This awesome twist on a classic salad packs in pistachios, avocado, and chicken, tossed with a balsamic viniagrette!
Prep Time10 minutes
Cook Time15 minutes
Resting time30 minutes
Course: Main Course, Main Dish
Cuisine: American, Mediterranean
Keyword: chicken
Servings: 4
Author: Carrie Havranek

Ingredients

For the chicken

  • 1 pound boneless, skinless chicken breasts
  • 2 tbsp lemon juice
  • 1 tbsp olive oil
  • 1 tbsp lemon zest
  • 1 tbsp minced garlic
  • 1 tsp dried oregano
  • 1/2 tsp salt
  • 1/2 tsp black pepper

For the salad

  • 4 cups mixed greens
  • 1 cup artichoke hearts drained and halved
  • 1 cup sliced cucumber
  • 1/2 cup thinly sliced red onion
  • 1 medium avocado sliced or cut into chunks
  • 2 ounces feta cheese crumbled
  • 1/4 cup roasted shelled pistachios
  • 1/2 cup balsamic viniagrette

Instructions

  • Place chicken in a shallow dish with ingredients for marinade.
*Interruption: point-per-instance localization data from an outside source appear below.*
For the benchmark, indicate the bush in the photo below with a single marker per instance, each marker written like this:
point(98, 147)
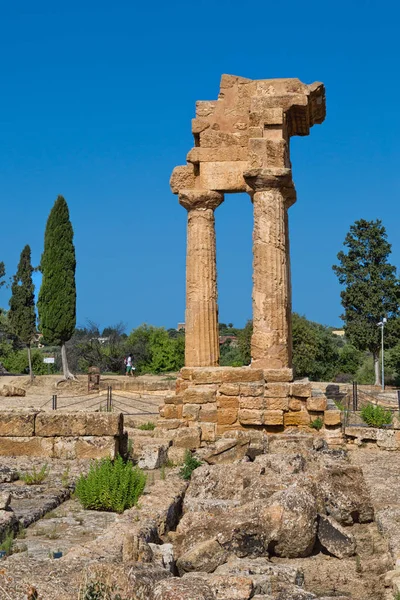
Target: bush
point(7, 542)
point(35, 477)
point(317, 423)
point(375, 415)
point(111, 486)
point(190, 463)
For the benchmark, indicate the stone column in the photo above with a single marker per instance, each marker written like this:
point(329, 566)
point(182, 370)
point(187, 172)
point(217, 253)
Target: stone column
point(271, 344)
point(201, 320)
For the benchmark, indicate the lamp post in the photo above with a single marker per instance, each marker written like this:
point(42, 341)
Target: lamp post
point(382, 324)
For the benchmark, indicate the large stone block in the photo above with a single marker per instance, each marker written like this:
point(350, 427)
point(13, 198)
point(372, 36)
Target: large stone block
point(273, 417)
point(229, 389)
point(278, 375)
point(252, 389)
point(252, 403)
point(299, 418)
point(316, 403)
point(277, 403)
point(208, 413)
point(227, 401)
point(199, 394)
point(26, 446)
point(17, 424)
point(191, 412)
point(227, 416)
point(276, 390)
point(201, 375)
point(251, 417)
point(208, 432)
point(332, 417)
point(300, 389)
point(86, 447)
point(187, 437)
point(51, 424)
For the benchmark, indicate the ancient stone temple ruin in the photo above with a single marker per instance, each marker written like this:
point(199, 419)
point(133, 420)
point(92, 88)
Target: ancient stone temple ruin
point(241, 144)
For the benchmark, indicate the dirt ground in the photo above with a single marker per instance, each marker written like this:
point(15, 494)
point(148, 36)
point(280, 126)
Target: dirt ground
point(139, 396)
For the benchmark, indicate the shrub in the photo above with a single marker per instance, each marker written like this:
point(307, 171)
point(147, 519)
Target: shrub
point(375, 415)
point(35, 477)
point(317, 423)
point(7, 542)
point(147, 426)
point(190, 463)
point(111, 486)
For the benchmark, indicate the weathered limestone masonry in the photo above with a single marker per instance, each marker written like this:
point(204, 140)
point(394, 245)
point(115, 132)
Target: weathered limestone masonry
point(60, 435)
point(242, 145)
point(211, 401)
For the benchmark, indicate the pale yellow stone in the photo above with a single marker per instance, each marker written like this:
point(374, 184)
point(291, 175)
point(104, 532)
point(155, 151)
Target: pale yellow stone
point(50, 424)
point(276, 390)
point(251, 403)
point(332, 417)
point(277, 403)
point(199, 394)
point(296, 419)
point(17, 423)
point(302, 390)
point(26, 446)
point(250, 417)
point(227, 416)
point(273, 417)
point(316, 403)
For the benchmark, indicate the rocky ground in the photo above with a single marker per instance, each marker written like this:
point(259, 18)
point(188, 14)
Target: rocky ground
point(296, 521)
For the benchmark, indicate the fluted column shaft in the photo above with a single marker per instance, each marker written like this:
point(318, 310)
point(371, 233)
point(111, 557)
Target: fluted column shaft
point(201, 320)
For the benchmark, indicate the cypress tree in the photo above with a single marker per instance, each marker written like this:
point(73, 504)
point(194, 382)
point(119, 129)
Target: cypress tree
point(371, 288)
point(57, 297)
point(21, 315)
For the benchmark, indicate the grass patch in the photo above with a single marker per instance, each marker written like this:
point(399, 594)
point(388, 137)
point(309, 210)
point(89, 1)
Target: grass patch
point(149, 426)
point(375, 415)
point(190, 463)
point(35, 477)
point(110, 486)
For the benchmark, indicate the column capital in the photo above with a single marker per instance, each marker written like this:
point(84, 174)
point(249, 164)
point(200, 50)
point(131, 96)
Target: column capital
point(265, 179)
point(200, 199)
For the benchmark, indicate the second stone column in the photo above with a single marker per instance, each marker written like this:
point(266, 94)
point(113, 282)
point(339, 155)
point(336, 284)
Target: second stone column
point(201, 320)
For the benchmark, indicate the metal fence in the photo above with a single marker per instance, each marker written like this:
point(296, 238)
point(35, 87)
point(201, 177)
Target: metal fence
point(353, 402)
point(112, 402)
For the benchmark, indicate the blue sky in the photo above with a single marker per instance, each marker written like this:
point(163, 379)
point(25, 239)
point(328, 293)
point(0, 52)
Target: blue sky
point(96, 102)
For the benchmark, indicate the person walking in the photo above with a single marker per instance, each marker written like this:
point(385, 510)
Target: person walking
point(128, 364)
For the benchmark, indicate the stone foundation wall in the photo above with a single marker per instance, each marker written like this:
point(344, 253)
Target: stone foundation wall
point(220, 399)
point(60, 435)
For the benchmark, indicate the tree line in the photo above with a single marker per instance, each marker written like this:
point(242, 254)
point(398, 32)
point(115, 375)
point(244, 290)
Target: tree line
point(370, 292)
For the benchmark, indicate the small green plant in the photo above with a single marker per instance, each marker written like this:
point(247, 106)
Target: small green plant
point(7, 542)
point(35, 477)
point(149, 426)
point(21, 535)
point(130, 448)
point(317, 423)
point(375, 415)
point(65, 477)
point(190, 463)
point(113, 486)
point(53, 534)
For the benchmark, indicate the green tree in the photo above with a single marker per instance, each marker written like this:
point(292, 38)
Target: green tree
point(315, 350)
point(244, 342)
point(2, 274)
point(22, 303)
point(371, 288)
point(57, 297)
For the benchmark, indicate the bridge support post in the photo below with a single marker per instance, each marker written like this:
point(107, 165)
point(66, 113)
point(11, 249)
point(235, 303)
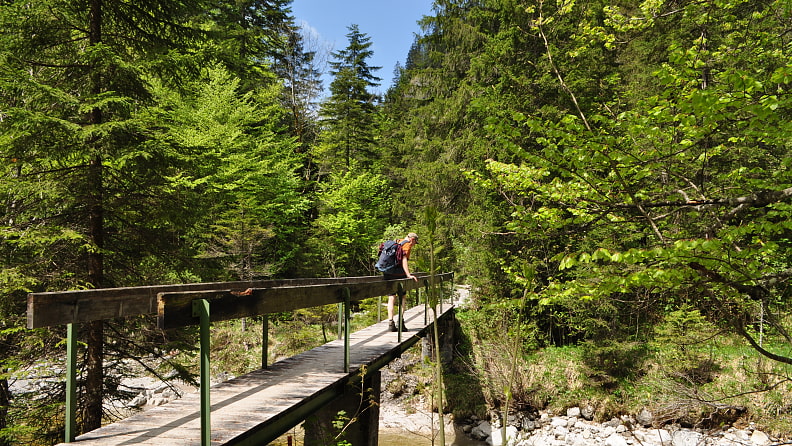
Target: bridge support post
point(447, 330)
point(360, 402)
point(71, 383)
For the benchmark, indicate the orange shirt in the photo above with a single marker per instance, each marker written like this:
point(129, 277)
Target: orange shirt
point(406, 248)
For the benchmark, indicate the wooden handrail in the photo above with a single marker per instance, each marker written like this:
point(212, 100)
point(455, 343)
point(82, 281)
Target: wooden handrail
point(175, 308)
point(67, 307)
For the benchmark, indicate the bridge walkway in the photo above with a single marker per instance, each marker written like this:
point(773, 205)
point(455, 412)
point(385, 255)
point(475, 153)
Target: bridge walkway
point(258, 407)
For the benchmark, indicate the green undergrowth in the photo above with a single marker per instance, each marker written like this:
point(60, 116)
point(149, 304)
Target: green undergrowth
point(236, 346)
point(687, 372)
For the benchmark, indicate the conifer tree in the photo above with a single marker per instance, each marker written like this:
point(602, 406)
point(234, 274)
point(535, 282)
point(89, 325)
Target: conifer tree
point(348, 115)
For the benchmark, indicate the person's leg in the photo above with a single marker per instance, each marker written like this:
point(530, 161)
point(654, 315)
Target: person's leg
point(391, 303)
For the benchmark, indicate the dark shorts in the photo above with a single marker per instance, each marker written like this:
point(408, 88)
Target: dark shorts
point(397, 275)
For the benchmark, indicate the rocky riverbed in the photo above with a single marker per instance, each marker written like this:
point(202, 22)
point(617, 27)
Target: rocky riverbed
point(572, 429)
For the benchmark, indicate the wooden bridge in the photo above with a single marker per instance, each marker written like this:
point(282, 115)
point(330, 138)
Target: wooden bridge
point(256, 408)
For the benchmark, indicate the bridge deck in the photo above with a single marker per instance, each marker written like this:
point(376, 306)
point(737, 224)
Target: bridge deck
point(261, 399)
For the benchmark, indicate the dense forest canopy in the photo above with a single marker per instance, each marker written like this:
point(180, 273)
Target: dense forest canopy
point(610, 161)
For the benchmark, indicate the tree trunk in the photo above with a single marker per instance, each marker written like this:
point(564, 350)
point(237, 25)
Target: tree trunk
point(4, 402)
point(95, 355)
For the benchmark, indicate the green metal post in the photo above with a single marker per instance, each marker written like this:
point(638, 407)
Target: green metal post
point(426, 300)
point(201, 309)
point(347, 295)
point(400, 289)
point(340, 320)
point(439, 289)
point(265, 341)
point(71, 382)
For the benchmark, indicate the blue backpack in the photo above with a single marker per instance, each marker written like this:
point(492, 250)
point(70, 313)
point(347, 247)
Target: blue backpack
point(390, 256)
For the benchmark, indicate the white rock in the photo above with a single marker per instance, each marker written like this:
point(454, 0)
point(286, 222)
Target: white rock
point(760, 438)
point(495, 438)
point(616, 440)
point(686, 438)
point(482, 431)
point(654, 436)
point(560, 432)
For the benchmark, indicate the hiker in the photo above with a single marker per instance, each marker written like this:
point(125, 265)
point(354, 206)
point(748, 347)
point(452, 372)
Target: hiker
point(401, 271)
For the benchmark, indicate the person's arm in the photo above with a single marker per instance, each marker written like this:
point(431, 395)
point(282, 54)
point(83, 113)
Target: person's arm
point(406, 269)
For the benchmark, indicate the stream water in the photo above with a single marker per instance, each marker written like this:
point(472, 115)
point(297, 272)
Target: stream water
point(392, 437)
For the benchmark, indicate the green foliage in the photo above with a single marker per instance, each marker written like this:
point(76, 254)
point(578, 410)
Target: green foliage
point(353, 214)
point(348, 115)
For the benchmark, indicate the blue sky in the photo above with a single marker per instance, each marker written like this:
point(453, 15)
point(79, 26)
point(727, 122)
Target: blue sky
point(391, 26)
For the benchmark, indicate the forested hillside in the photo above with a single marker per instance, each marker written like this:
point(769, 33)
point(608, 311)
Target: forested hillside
point(607, 175)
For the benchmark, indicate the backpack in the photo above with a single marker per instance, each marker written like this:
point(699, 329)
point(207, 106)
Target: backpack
point(390, 256)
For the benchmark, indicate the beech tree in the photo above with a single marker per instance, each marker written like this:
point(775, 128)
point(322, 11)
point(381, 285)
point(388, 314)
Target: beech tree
point(680, 194)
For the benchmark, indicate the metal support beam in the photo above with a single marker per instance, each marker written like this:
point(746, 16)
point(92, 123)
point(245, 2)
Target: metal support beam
point(71, 382)
point(264, 341)
point(201, 309)
point(399, 293)
point(340, 320)
point(347, 303)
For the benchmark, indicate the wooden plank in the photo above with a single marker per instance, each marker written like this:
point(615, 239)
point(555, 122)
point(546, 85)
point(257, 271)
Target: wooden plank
point(175, 309)
point(255, 408)
point(78, 306)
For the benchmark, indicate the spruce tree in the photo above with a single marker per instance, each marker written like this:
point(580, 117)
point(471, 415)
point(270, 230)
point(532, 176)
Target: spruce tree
point(348, 115)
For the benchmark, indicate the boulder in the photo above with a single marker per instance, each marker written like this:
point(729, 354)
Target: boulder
point(686, 438)
point(645, 418)
point(616, 440)
point(495, 438)
point(482, 431)
point(760, 438)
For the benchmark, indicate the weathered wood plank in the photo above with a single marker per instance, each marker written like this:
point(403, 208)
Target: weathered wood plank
point(175, 309)
point(257, 407)
point(64, 307)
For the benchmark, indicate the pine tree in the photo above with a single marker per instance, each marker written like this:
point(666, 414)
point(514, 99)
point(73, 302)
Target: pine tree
point(348, 116)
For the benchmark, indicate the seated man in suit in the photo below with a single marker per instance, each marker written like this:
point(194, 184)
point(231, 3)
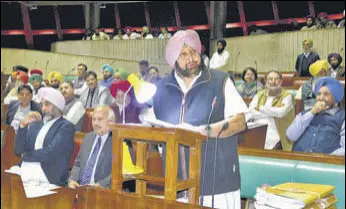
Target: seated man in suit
point(306, 92)
point(74, 110)
point(46, 145)
point(18, 109)
point(95, 94)
point(322, 128)
point(93, 165)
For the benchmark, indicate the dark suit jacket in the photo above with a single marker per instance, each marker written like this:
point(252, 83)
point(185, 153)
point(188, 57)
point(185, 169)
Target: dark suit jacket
point(56, 152)
point(13, 107)
point(104, 164)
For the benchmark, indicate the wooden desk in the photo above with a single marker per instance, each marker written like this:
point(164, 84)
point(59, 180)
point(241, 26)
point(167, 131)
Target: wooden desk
point(96, 198)
point(13, 196)
point(253, 138)
point(173, 138)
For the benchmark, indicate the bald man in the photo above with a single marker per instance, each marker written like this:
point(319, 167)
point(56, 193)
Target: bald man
point(93, 165)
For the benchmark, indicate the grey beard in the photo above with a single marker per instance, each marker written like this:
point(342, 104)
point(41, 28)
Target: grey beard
point(186, 72)
point(52, 115)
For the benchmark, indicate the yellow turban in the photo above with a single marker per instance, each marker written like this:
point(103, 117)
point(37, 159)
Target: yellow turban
point(316, 67)
point(56, 75)
point(309, 40)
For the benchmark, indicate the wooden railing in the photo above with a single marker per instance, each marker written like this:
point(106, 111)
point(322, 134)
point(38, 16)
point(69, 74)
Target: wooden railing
point(309, 157)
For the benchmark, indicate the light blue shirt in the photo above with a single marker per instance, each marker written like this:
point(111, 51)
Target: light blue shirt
point(103, 141)
point(301, 123)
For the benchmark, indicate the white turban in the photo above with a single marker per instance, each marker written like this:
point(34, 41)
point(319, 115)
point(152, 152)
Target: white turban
point(176, 43)
point(53, 96)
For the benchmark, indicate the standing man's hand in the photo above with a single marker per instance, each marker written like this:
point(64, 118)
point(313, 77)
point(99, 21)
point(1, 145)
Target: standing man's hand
point(72, 184)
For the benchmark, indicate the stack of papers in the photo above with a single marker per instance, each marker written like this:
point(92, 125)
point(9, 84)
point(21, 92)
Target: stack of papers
point(33, 188)
point(295, 196)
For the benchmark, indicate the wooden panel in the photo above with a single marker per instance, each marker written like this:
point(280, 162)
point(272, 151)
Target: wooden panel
point(64, 62)
point(310, 157)
point(278, 51)
point(95, 198)
point(8, 157)
point(121, 52)
point(13, 195)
Use hands to mix well. Cover and refrigerate for 30 minutes to an hour.
  • Heat a large grill pan over medium-high heat and grease with cooking oil. Once the pan is very hot, add the chicken, using tongs.
  • Grill for 7 to 8 minutes on each side. Remove from the pan to a cutting board and let the chicken rest for a few minutes before slicing it
  • Divide mixed greens among 4 meal prep containers. Top it with sliced chicken, artichoke hearts, cucumber, red onion, avocado, feta cheese, and pistachios. Divide the vinaigrette among 4 dressing cups. Store in the fridge.